Gilles Deleuze, a very human and creative French philosopher, in his book Proust and Signs (2000:42), quotes the famous French novelist Marcel Proust saying the following about friendship, “friendship never establishes anything but false communications based on misunderstandings.” He also says only art can give us what we vainly seek from a friend. In one letter written towards the later days of his life, poet Rabindranath Tagore wrote to his English friend, and claimed that he had destroyed his poetry by translating them to please his friend’s sense of meaning. He shall no longer do so. He realises the damage is done; and he will not repeat that. Realisations of these two great writers from the West and the East put the picture of friendship as both good and bad communication.
Communication is value. I have a long experience of such communications that I enjoy more than anything else in life. The sphere of that communication is literature, arts, language, theatre and culture of Nepal. I help those who are interested in Nepali studies from the repertoire of my knowledge and experience. I have also received similar help to enhance myself. I advise students and friends who are close to me not to wait for grateful scribbles from friends whom you have helped. Don’t worry if they never acknowledge your help. You may not exist in friends’ memoirs and communication, but they nevertheless give you great joy because your help has been of some worth. If you are a literary freak or an academic, you may have encountered some not so happy occasions. I have many experiences to share. Here is one. A friendly sounding French TV journalist came to ask me years ago about my simple association with some hippie writers and artists. He showed me his definition of a hippie from his French book, which was quaint. I spent hours talking to him. But I was disappointed at the end to see that he was treating Nepal and me as exotic, as the other.

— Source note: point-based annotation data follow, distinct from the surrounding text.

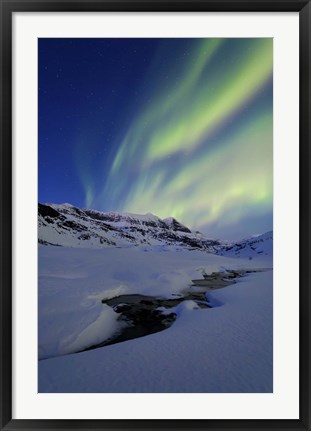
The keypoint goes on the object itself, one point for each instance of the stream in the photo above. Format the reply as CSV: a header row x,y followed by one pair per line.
x,y
141,313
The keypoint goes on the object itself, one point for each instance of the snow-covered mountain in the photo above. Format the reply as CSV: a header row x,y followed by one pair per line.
x,y
262,244
67,225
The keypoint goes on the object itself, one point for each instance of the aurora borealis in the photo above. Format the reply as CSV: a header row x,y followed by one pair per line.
x,y
175,127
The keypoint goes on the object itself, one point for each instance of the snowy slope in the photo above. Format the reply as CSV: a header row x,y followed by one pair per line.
x,y
227,348
66,225
69,226
250,247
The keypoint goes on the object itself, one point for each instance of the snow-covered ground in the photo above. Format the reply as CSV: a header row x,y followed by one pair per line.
x,y
227,348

But there are those whose responses have surprised and delighted me. I give only one example out of dozens, for lack of space. Mark Liechty, associate professor at the University of Illinois at Chicago, whom I had first met at Martin Chautari through historian Pratyoush Onta years ago, was working on an interesting theme “Counter cultural seekers and the tourist encounters in Nepal”. In that connection, he wanted me to share my experience of living in moments of cross-cultural crises, meeting Western visitors also called hippies in Kathmandu in the late 60s and 70s. In a book entitled Far Out (2017) that he sent me from America, I found within two chapters my conversations with him put into very expressive contexts. I was impressed by this scholar’s method of looking into the Nepali socio-cultural shifts from our perspectives, and above all by his acknowledgment of help. Talking to him had become easier because I had already read his previous insightful book Suitably modern (2003) about the Nepali middle class.
I have returned after voting in the final round of election that marks a great historical turning point. The gist of my essay is that friendship with people from abroad has its own sphere that changes with the new times. Friends too should realise that years of friendship and knowledge about Nepal should be free from a deep sense of exoticisation. Sharing experiences thus should be easy, spontaneous, realist and human.